Skills are another way in which Xenoblade Chronicles makes your characters customizable. Skills are a set of abilities that your characters develop automatically as they gain Skill Points- the third form of reward you get for every battle won. Skill Points, like experience points, are gained by all of your characters, even if they aren’t in the party at the time the battle is won. This helps to keep your characters relatively even in power.
Skills are essentially passive effects (although some of them are only triggered by certain conditions) that your characters can have, which enhance the character or even the entire party based on an element of the character.
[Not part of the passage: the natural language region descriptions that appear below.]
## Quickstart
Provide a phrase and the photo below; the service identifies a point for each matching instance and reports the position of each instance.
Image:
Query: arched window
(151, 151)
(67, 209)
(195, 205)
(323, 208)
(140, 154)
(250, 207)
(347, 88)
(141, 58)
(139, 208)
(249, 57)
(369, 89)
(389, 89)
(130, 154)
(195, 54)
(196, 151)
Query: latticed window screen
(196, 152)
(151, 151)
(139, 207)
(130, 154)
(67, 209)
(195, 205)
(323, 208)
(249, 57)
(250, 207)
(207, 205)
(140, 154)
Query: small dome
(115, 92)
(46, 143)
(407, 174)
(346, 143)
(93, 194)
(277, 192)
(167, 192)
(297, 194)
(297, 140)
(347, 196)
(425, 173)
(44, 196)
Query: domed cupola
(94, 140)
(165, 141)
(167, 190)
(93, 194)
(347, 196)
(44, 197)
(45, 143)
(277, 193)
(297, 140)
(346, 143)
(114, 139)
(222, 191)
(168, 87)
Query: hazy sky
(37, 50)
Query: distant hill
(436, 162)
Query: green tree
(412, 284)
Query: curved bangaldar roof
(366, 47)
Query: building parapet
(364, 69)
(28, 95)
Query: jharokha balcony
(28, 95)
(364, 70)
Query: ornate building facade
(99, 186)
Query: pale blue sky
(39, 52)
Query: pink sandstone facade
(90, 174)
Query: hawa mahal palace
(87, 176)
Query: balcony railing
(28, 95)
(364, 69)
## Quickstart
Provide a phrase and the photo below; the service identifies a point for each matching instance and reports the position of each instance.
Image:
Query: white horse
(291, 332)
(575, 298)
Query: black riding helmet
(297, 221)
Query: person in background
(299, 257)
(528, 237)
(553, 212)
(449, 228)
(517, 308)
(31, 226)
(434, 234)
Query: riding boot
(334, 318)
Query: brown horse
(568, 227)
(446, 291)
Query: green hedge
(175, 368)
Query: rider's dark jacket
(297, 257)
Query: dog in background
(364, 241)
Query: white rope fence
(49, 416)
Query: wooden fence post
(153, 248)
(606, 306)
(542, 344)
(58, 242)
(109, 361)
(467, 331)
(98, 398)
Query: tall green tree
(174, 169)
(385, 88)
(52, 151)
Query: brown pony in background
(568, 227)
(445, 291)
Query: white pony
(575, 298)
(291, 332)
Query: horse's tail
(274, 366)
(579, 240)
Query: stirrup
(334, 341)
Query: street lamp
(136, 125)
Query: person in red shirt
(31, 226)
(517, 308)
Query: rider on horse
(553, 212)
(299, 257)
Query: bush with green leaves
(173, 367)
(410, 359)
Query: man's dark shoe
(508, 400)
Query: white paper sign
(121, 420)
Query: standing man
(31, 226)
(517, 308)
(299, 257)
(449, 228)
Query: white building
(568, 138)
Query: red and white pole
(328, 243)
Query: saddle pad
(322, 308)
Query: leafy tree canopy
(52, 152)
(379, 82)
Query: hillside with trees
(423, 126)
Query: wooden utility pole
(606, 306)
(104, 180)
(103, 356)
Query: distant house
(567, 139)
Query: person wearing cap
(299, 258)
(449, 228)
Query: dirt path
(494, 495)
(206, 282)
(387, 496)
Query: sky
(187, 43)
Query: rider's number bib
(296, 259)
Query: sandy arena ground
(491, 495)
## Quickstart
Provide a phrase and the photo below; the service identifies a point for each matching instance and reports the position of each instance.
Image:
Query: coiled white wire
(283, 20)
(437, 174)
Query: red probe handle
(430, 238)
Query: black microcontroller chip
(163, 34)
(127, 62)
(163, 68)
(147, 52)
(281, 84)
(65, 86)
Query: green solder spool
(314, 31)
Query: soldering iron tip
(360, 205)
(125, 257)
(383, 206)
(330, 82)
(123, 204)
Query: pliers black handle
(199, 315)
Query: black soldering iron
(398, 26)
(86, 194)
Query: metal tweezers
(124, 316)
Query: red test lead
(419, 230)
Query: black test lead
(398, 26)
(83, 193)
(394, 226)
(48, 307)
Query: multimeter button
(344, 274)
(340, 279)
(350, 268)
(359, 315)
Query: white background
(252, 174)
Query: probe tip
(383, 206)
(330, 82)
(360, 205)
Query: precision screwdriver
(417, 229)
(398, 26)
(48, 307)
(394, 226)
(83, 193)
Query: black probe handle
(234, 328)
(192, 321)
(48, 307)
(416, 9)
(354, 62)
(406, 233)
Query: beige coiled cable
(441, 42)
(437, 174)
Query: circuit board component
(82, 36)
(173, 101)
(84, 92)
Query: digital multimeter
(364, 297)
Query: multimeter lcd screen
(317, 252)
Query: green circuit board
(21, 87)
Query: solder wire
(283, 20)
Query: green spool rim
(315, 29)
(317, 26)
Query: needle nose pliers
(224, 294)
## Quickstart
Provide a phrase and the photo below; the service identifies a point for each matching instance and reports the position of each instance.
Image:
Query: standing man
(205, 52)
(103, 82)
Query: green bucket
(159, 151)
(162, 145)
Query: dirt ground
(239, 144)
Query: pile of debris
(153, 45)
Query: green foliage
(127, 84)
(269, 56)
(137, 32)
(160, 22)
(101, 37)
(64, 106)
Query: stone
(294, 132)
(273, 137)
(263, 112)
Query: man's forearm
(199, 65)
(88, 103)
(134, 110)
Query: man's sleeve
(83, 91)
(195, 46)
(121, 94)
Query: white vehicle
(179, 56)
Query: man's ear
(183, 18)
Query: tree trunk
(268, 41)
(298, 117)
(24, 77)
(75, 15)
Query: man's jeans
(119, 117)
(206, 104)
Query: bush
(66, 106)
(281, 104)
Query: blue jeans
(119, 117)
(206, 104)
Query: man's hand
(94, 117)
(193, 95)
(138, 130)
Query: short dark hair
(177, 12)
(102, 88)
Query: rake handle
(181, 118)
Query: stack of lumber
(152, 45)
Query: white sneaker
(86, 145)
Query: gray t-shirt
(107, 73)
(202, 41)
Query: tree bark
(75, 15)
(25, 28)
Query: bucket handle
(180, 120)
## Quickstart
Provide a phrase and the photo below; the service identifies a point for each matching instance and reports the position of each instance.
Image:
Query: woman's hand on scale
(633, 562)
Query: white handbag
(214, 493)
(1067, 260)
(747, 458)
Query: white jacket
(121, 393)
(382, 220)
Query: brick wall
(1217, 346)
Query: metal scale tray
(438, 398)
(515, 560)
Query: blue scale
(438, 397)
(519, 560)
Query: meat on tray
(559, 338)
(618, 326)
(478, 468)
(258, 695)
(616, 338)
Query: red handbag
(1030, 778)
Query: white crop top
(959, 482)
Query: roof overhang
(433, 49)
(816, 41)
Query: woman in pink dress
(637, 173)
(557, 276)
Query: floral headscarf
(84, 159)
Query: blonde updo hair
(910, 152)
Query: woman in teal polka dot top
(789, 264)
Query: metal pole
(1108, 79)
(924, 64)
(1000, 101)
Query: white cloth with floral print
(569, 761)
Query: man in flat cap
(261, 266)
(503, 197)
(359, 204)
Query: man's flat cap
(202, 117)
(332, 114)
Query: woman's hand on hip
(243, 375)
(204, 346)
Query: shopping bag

Each character has three ‘branches’ on their Skill Tree, indicating a spiritual or mental element (like Diligence or Humanity) that those skills relate to. At any given moment, each character will have one ‘branch’ prioritized.
This will grant them two things- first of all, the Skill Points they gain will automatically be funneled into that Skill element, progressing them down the branch and granting them later and more powerful skills. Second of all, each Skill Tree branch grants an additional effect when it is prioritized, enhancing the character’s function in some way.
The three ‘branches’ on each character’s Skill Tree will improve the character in a different way, so it pays to look ahead and figure out what you want your character to do. Humanity Shulk is very good at keeping the party on its feet and improving your party members’ cooperation, but Intuition Shulk is a very strong source of damage and can easily commit lethal backstabs with his higher agility. Integrity Shulk, on the other hand, is more durable than both, though he leans more to the damage dealing element of Intuition than the party-improvement and healing of Humanity.
Just as much as the selection of which Arts to use and develop, the choice of Skill Tree branches can severely change how each character plays- so you need to decide for yourself whether you’re going to concentrate on using the Skills to boost your Art choices and become a monster at one particular thing, or make your Skill selections to balance things out and cover the weaknesses of your playstyle and Art choices.
It is fairly obvious at this point that the game’s designers wanted to use the mechanics to back up the player’s intuition and their affinity for preferred tactics.